Disiplin Siswa Harus Ditingkatkan
Posted by adminMay 12

Dinas Pendidikan Wonogiri, Selasa (3/2) melakukan studi banding di Jurong Junior College Singapura (sekolah setara SMA). Oleh-oleh apa saja yang bisa diterapkan di Wonogiri agar kualitas pendidikan lebih maju. Berikut wawancara reporter Harian Joglosemar Eko Susanto dengan Kepala Dinas Pendidikan, Suparno saat ikut serta dalam kunjungan itu.

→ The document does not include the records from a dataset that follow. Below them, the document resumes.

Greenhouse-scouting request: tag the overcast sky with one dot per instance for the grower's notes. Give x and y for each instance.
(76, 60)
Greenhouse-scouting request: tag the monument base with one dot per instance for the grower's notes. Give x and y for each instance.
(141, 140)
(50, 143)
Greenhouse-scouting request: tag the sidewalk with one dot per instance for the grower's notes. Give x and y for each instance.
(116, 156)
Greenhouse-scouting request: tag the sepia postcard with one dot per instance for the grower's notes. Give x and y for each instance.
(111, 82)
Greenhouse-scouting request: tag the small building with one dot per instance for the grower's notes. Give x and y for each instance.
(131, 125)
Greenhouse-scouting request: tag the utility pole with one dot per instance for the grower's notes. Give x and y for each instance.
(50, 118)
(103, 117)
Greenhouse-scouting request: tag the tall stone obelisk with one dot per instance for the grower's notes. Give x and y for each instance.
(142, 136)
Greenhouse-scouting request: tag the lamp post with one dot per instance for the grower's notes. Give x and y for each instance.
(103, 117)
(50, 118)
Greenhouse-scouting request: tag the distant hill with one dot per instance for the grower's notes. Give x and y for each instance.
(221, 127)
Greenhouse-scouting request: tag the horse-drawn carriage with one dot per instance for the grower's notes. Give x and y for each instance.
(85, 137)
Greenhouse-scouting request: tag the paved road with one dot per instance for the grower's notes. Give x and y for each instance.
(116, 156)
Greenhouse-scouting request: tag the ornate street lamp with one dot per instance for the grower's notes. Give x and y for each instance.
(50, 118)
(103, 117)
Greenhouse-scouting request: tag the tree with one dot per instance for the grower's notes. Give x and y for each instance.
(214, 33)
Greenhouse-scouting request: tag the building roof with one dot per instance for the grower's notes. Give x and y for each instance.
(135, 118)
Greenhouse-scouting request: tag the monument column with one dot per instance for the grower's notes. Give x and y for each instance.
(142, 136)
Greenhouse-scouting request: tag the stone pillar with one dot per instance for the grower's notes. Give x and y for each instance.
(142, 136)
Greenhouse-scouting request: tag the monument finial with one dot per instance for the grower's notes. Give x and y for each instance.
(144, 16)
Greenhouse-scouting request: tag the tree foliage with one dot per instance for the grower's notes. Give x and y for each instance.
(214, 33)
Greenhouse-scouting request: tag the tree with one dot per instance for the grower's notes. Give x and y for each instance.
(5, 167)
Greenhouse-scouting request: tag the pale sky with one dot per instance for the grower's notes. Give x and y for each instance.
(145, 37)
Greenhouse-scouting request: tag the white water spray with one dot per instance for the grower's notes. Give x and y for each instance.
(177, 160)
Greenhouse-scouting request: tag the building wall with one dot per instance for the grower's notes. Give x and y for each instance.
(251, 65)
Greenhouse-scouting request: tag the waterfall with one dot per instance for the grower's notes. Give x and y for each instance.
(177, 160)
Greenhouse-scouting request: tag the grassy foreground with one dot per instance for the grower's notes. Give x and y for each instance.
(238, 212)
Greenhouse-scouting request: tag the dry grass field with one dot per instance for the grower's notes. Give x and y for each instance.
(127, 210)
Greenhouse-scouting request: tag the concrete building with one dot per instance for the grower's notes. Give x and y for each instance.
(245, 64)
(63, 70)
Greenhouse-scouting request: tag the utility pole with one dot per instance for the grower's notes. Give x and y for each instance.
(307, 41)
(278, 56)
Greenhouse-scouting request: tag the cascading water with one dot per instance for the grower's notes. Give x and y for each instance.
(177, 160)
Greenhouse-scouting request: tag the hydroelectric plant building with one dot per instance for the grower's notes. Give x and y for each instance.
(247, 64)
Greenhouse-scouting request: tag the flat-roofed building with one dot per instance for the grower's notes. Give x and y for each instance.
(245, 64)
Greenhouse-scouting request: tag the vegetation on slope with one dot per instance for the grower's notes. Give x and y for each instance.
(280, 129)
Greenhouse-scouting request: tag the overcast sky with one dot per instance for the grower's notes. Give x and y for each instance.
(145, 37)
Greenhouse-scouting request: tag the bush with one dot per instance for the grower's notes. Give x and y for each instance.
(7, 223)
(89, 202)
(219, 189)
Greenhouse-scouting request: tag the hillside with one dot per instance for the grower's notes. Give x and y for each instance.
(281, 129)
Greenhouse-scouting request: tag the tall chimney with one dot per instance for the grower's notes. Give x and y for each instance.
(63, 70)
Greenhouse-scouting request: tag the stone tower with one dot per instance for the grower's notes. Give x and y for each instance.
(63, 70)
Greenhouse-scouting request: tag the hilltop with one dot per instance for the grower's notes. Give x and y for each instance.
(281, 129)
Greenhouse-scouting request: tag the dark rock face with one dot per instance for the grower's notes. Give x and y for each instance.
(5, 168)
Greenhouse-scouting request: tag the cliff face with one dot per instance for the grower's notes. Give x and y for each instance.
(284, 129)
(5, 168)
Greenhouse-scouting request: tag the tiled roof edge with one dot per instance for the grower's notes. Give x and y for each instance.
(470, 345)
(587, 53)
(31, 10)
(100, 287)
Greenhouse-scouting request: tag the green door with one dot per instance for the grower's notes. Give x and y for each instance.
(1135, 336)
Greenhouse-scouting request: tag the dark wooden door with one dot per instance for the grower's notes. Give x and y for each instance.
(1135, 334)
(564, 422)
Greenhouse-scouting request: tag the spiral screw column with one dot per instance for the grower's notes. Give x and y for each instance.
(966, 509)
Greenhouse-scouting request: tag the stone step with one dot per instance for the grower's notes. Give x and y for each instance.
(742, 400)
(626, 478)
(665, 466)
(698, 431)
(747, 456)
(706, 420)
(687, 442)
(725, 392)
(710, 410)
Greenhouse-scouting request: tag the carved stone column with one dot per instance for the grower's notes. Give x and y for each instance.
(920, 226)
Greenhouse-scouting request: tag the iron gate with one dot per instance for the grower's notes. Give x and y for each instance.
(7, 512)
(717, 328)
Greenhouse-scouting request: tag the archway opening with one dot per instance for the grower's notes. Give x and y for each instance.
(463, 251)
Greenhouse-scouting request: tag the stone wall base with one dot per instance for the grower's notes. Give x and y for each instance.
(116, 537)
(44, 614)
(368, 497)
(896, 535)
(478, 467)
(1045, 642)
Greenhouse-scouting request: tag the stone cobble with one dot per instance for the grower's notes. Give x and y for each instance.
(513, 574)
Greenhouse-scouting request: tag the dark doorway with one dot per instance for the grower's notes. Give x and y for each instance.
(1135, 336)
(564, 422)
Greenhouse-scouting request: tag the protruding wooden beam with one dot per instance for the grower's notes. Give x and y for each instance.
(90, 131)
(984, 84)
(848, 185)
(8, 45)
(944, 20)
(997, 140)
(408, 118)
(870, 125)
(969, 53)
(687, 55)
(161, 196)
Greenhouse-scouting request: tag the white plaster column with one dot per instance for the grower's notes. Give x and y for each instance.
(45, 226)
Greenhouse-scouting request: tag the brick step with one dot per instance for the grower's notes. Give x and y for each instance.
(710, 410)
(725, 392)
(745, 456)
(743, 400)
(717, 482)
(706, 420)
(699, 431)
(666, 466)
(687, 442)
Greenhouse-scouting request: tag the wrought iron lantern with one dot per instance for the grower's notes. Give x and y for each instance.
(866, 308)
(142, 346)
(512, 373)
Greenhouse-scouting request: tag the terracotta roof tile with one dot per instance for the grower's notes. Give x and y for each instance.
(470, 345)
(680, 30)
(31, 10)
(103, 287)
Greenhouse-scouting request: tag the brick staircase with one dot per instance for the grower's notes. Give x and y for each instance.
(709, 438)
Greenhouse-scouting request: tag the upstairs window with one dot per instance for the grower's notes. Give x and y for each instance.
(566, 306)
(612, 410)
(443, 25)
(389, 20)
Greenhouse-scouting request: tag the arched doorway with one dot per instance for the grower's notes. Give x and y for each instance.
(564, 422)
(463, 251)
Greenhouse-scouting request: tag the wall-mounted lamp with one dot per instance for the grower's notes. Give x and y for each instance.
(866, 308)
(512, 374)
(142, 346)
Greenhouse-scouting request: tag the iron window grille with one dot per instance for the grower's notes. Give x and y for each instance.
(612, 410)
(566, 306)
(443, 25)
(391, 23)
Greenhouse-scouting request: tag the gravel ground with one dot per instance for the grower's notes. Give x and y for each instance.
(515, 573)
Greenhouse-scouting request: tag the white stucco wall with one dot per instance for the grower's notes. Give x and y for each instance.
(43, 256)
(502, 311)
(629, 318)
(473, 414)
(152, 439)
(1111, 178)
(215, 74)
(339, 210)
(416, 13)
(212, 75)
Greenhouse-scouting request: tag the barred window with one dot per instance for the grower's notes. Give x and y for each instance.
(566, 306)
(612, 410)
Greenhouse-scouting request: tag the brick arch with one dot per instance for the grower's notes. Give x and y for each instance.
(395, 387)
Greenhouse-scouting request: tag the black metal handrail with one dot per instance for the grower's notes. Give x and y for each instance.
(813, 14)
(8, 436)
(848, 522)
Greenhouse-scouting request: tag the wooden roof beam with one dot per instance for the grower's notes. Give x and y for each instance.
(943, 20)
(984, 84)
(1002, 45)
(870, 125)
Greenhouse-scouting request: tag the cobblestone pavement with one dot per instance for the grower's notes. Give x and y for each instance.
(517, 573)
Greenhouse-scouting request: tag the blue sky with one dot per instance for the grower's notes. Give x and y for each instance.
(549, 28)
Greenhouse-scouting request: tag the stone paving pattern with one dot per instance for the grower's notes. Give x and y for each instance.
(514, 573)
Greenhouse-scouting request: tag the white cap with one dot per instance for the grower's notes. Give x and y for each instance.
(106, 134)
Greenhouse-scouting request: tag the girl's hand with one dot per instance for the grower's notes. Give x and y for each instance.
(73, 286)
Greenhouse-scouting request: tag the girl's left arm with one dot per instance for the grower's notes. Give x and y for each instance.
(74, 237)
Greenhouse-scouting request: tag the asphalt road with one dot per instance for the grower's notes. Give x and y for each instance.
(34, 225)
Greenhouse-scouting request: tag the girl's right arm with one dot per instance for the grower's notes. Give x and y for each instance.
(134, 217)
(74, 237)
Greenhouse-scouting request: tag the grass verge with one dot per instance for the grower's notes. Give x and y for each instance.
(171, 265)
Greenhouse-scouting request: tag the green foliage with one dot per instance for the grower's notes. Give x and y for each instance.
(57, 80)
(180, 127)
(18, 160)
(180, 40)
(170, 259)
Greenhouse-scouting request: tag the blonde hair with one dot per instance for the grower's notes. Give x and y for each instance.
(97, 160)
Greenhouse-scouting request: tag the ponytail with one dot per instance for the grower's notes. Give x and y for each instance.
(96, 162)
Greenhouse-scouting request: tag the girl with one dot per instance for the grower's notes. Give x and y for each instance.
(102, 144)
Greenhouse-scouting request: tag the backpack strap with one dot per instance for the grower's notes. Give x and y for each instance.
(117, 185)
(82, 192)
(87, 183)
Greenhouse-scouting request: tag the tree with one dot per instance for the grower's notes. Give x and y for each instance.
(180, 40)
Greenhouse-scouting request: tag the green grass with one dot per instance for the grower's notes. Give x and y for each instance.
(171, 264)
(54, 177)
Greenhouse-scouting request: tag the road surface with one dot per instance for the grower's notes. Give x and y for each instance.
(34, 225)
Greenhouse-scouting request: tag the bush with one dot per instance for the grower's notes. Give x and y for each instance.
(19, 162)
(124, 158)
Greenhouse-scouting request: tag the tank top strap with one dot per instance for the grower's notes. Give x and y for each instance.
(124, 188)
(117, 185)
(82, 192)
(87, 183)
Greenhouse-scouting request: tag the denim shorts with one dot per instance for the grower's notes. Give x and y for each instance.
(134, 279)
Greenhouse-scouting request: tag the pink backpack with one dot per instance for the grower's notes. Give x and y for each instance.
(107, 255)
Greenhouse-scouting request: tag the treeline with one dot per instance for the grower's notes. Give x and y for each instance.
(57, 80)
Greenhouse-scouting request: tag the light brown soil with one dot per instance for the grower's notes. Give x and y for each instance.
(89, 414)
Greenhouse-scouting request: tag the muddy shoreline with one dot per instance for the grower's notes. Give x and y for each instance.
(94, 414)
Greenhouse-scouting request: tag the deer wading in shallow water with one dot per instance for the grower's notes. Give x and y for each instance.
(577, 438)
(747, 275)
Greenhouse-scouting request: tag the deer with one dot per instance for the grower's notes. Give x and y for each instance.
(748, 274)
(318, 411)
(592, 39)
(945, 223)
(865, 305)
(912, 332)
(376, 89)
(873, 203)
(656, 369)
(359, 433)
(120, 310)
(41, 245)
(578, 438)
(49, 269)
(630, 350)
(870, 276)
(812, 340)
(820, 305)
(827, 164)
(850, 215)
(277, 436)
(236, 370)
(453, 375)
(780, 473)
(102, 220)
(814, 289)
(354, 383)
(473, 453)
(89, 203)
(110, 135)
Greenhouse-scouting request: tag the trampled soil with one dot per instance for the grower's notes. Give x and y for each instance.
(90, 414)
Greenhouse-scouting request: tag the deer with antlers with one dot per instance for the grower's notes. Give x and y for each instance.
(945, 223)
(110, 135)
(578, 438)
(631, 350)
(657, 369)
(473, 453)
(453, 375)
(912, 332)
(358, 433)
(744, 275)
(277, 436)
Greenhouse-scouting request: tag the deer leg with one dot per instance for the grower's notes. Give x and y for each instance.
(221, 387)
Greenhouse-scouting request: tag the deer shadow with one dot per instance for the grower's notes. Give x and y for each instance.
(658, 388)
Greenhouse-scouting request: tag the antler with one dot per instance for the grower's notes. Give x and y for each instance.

Apa yang bisa diterapkan di Wonogiri setelah melihat hasil studi banding?
Setelah melakukan studi banding di Singapura, kami memperoleh penjelasan tentang model pembelajaran.
Baik itu mengenai keadaan siswa, fasilitas gedung, sarana belajar serta dukungan dana. Satu hal yang bisa segera diterapkan di Wonogiri, peningkatan disiplin siswa. Siswa di Singapura sangat disiplin baik dalam mengikuti pelajaran maupun waktu sekolah. Nanti kami minta guru bisa menerapkan agar disiplin pelajar lebih baik, disamping kebijakan itu tanpa memerlukan anggaran.
Bagaimana sistem pendidikan hingga seleksi masuk sekolah, sejauh mana bedanya?
Khusus mata pelajaran beda sekali. Di Singapura, siswa yang menempuh pendidikan disiapkan untuk menjadi pekerja serta melanjutkan di jenjang perguruan tinggi. Artinya, siswa bisa memilih, jika tak kuliah , maka mereka siap kerja.
Sementara soal seleksi masuk sekolah, disana langsung ditangani Kementerian Pendidikan, sekolah tinggal menerima hasil seleksi. Untuk ujian nasional, kelulusan dan kenaikan dibuat Kementerian Pendidikan, rasanya hampir sama yang ada di Indonesia.
Bagaimana masalah kurikulum serta alokasi dana untuk sekolah di Singapura jika dibandingkan dengan kondisi di Wonogiri?
Sangat jauh, kebetulan sekolah yang dikunjungi setingkat SMA di Indonesia. Di Singapura, tahun ajaran baru dimulai Januari, sedangkan di Indonesia Juli. Kemudian lama belajar untuk pelajar setingkat SMA di Singapura hanya ditempuh dalam waktu dua tahun. Untuk dukungan dana yang diterima di sekolah langsung dari negara sebesar Rp 14 miliar setahun. Ini jelas beda dengan Wonogiri yang hanya mendapat total Rp 84 miliar untuk semua sekolah se-kabupaten mulai SD, SMP, SMA dan SMK. Hitungannya di Wonogiri tiap sekolah menerima bantuan dengan kisaran Rp 60 juta hingga tertinggi Rp 92 juta per sekolah.
Selain mengenai meningkatkan disiplin bagi siswa, langkah apa lagi yang bisa diterapkan di Wonogiri dari hasil studi banding ?
Dari studi banding itu, ada yang bisa dilakukan terkait pengiriman guru sains untuk magang belajar di sekolah itu. Alternatif lain mendatangkan mereka di Indonesia untuk menggembangkan live skill. Untuk langkah ini memang harus dilakukan bersama dinas lain seperti Bappeda dan Disnakertrans. Untuk ini, memang memerlukan anggaran sehingga memerlukan pembahasan lebih mendalam. Alternatif terakhir yakni program pertukaran pelajar, sebab di Jurong Junior College ada juga siswa lain dari China, Korea, Vitnam dan Indonesia.